WASHINGTON -- And 2 a.m. here. Which is a problem, since I'm wide-awake.
Jet lag does bizarre things to one's body. How can I spend 32 hours awake yesterday, including packing, a last-minute basketball shootaround behind the Beijing bureau, a delayed 13-hour flight, which caused a 5-hour pushback in New York, followed by a one-hour flight and a two-hour conversation with my mother, then sleep for eight hours, put in a full day, then sleep another two hours, then wake up at midnight, wide-awake and unable to fall asleep two hours later?
This will create problems over the next few days. But no use fighting it. Might as well get something done.
I promised a post from the plane, but if I can't stomach pseudo-deepness in my writing, I'm not going to subject you to it. All I came up with were tick-tock observations common to any transcontinental flight, so chalk one up to writers' block. Jet lag -- now there's a topic for the muses. I'm thinking about late afternoon in Beijing on the Tuesday after I've left, and I'm thinking about everything I have to get done in the next couple weeks, and how life in America would be simpler if my internal clock weren't still set to China time.

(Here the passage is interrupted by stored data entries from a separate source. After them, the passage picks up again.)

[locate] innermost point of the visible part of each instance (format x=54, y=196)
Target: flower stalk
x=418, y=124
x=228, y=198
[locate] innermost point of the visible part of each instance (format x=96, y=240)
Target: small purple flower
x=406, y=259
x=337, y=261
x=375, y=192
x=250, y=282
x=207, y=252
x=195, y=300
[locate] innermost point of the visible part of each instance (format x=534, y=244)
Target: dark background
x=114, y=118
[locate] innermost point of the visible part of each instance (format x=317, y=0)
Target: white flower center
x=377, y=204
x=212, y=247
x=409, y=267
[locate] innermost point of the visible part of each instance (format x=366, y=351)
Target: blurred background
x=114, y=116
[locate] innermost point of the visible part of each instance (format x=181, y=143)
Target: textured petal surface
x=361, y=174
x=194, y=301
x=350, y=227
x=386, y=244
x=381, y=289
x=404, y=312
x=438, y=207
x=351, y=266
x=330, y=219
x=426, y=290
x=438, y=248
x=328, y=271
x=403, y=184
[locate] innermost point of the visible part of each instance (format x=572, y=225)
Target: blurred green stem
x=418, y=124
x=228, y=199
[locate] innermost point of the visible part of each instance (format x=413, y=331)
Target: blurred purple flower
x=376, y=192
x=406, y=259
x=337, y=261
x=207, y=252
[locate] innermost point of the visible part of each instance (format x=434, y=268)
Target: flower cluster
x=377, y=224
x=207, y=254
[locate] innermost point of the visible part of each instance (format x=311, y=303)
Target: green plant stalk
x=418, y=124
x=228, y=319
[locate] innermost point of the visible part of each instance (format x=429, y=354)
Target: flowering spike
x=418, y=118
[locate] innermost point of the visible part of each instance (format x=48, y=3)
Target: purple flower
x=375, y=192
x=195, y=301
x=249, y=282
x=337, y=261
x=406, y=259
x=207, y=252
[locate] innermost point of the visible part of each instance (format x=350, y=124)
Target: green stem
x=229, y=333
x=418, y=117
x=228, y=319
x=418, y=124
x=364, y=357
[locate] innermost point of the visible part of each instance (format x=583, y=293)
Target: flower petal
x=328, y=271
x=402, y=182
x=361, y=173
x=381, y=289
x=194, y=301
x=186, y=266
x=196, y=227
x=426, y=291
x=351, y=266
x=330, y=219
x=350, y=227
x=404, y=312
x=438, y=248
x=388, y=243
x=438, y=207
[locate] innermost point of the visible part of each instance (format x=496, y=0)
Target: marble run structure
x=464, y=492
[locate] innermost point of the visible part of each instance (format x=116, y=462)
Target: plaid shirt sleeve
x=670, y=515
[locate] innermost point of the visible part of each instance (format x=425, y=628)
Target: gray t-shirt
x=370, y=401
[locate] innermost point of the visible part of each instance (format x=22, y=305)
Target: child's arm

I saw my mother back to Minnesota today. She's been house-sitting my condominium in Virginia the entire time I've gone, and my condo is the better for it. I don't think it's ever been so clean, and my mother, who I think could do home improvements professionally, did some necessary caulking and some appreciated painting. She even made a new short-curtain for my kitchen window. These are the things that remind one how special home is after the grand adventure. And of how thankful one should be to come from a loving family. Blessings abound this Thanksgiving season.